When Donald Trump addressed the men and women of Southern and Central Command, and the military’s coalition partners, at MacDill Air Force Base in Tampa on Monday, he could not wait beyond his second paragraph to repeat several things from his favorite box of short-term memories including his election victory (“We had a wonderful election”), and how everyone likes him (“…you like me, and I like you…” which pretty much plagiarizes Barney the Dinosaur’s theme song, although when Barney sings it, it’s far more believable).

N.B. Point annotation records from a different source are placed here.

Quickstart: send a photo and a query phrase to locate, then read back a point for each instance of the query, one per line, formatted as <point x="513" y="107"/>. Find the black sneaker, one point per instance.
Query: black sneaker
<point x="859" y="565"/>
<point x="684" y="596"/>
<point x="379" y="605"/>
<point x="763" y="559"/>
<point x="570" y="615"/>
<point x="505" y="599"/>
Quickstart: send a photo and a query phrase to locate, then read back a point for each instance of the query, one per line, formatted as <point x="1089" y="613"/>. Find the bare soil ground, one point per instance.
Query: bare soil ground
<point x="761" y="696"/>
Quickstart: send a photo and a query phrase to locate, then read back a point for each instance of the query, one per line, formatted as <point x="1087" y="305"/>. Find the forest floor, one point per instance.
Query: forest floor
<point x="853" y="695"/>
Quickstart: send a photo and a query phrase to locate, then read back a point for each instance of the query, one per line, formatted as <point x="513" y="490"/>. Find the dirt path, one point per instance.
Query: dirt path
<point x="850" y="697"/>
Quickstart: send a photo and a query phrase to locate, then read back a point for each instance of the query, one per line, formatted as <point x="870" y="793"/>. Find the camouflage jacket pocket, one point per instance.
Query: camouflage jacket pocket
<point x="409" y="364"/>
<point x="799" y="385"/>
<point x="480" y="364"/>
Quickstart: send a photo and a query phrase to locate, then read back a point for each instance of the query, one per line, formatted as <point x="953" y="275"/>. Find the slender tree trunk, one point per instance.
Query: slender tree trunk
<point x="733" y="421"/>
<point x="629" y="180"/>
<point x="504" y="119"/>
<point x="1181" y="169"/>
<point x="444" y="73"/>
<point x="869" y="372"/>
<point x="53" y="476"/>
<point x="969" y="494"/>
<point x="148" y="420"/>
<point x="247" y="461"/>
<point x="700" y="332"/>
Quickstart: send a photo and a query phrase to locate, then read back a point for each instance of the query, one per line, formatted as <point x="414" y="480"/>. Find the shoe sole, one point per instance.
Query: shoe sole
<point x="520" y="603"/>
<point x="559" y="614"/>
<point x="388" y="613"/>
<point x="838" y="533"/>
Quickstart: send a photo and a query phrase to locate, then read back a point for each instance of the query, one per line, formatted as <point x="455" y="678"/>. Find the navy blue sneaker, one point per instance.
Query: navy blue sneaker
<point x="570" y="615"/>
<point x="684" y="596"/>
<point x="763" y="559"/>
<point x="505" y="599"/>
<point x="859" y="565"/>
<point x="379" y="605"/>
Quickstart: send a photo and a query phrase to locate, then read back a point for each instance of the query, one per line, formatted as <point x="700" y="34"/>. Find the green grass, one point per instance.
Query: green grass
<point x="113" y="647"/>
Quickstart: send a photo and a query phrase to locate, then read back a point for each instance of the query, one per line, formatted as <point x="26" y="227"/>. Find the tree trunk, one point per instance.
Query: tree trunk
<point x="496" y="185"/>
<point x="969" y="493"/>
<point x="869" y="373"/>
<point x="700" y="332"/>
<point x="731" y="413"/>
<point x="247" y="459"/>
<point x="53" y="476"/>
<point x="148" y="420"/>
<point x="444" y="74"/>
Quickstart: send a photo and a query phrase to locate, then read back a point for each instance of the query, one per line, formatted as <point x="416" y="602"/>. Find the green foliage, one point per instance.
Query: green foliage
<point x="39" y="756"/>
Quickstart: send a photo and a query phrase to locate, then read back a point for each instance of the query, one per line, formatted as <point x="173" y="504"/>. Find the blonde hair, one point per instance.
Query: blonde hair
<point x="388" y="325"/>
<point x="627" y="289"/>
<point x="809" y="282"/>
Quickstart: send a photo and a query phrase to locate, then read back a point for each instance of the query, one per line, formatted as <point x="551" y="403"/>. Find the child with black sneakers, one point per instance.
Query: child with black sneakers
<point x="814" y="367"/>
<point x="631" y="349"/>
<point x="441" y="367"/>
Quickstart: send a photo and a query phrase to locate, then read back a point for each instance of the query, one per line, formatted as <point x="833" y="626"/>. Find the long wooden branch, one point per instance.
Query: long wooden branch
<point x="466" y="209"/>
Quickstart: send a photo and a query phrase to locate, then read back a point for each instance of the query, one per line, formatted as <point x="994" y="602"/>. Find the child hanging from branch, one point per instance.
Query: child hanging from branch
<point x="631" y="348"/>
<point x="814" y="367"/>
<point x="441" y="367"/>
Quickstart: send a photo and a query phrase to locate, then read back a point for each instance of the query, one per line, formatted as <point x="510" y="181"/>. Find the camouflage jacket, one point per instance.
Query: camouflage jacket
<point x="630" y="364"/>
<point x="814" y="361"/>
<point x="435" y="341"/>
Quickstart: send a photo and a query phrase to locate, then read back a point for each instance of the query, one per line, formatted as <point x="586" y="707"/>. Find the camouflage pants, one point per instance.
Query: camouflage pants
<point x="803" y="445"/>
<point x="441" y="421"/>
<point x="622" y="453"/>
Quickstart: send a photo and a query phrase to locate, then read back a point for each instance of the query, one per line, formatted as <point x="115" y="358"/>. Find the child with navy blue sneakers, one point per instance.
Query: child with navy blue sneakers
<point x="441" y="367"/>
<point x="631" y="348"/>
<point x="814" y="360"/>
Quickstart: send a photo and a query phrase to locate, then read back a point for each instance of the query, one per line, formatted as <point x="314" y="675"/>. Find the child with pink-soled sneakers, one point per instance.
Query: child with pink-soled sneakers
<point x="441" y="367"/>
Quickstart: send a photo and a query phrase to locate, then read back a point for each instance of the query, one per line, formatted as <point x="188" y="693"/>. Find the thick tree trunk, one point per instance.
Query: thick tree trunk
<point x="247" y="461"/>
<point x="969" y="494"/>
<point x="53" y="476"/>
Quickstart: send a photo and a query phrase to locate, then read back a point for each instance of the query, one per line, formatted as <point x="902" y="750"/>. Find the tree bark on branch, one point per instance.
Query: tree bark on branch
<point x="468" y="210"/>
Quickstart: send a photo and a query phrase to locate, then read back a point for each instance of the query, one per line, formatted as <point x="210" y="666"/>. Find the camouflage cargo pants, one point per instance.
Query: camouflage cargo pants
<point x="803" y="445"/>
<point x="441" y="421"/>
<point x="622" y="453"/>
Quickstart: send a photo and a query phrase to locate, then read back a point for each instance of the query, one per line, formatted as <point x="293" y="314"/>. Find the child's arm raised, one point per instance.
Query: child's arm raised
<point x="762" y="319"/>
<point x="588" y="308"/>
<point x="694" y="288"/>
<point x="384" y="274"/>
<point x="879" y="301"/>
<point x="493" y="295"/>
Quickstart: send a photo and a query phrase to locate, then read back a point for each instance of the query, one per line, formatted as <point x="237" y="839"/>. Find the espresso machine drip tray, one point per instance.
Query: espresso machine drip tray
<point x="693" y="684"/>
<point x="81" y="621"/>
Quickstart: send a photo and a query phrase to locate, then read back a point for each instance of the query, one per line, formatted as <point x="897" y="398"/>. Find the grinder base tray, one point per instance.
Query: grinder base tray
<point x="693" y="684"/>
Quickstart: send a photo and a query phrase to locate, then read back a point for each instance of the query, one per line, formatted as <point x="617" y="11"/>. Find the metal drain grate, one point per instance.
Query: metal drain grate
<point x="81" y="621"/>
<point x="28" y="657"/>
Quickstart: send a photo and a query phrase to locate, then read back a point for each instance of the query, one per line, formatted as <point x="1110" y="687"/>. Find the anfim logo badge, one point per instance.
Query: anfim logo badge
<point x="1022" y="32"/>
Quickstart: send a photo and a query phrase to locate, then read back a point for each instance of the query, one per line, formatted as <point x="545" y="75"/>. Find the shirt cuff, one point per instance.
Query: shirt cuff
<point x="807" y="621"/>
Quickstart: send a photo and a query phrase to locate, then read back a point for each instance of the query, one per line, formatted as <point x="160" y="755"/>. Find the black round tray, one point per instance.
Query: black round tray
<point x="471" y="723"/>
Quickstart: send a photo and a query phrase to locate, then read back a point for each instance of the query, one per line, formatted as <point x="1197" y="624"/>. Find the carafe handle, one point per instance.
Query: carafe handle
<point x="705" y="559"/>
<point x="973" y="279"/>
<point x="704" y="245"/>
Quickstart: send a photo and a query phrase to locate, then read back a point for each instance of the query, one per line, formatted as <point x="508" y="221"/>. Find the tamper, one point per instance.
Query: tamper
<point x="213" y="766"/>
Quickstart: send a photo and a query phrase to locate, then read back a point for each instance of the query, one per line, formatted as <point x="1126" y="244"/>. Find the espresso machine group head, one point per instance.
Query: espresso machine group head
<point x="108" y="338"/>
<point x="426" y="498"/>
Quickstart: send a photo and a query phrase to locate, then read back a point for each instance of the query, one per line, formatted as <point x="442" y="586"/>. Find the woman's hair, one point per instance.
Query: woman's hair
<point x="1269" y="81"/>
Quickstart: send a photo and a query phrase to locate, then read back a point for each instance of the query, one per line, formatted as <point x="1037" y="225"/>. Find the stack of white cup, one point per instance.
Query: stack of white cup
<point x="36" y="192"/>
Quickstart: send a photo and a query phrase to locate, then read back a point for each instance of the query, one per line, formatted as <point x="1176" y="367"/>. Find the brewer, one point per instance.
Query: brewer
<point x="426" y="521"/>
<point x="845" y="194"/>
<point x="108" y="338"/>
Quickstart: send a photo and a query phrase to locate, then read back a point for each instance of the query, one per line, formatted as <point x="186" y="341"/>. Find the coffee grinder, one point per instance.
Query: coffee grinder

By paragraph four, the President had to remind everyone that he was going to be getting them some new warfighting gear:
“And we’re going to be loading [MacDill] up with beautiful new planes (with a shout-out to Lockheed and Boeing in paragraph eleven) and beautiful new equipment. You’ve been lacking a little equipment. We’re going to load it up. You’re going to get a lot of equipment. Believe me.”
Yep. Just like we’re also going to ban Muslims, build the Wall, and repeal and replace (simultaneously) Obamacare before you can say ‘slickety cricket’. Go ahead, believe him. I’m not sure the appropriators and authorizers in the House and Senate are going to rain taxpayers’ dollars down on the White House without some serious considerations about just how mom and pop are going to manage to pick up the tab. But perhaps the President’s proposed 20% sales tax on Mexican goods will be acceptable in households of the dystopian, impoverished, and crime-ridden nation of which Trump often speaks.
To be fair, the MacDill speech contained all the right words praising our nation’s military, our warriors and their families, and expressed the appropriate gratitude we all have for those who wear the uniform, bear the burden, and make the sacrifices. All of which made sense for any President to say. But…In the middle of paragraph sixteen, the President dropped this little stink bomb of disinformation:
“And all across Europe, you’ve seen what happened in Paris and Nice. All over Europe it’s happening. It’s gotten to a point where it’s not even being reported and, in many cases, the very, very dishonest press doesn’t want to report it. They have their reasons and you understand that.”
The italics on the final four words ending that last sentence are mine because those words need to be emphasized for one reason: the President of the United States―the Commander-in-Chief―must never, ever, get in the business of promoting conspiracy theories among the ranks of the nation’s war-fighters. Mr. Trump does irreparable harm to the confidence and faith our troops have in the fundamental idea of America writ large.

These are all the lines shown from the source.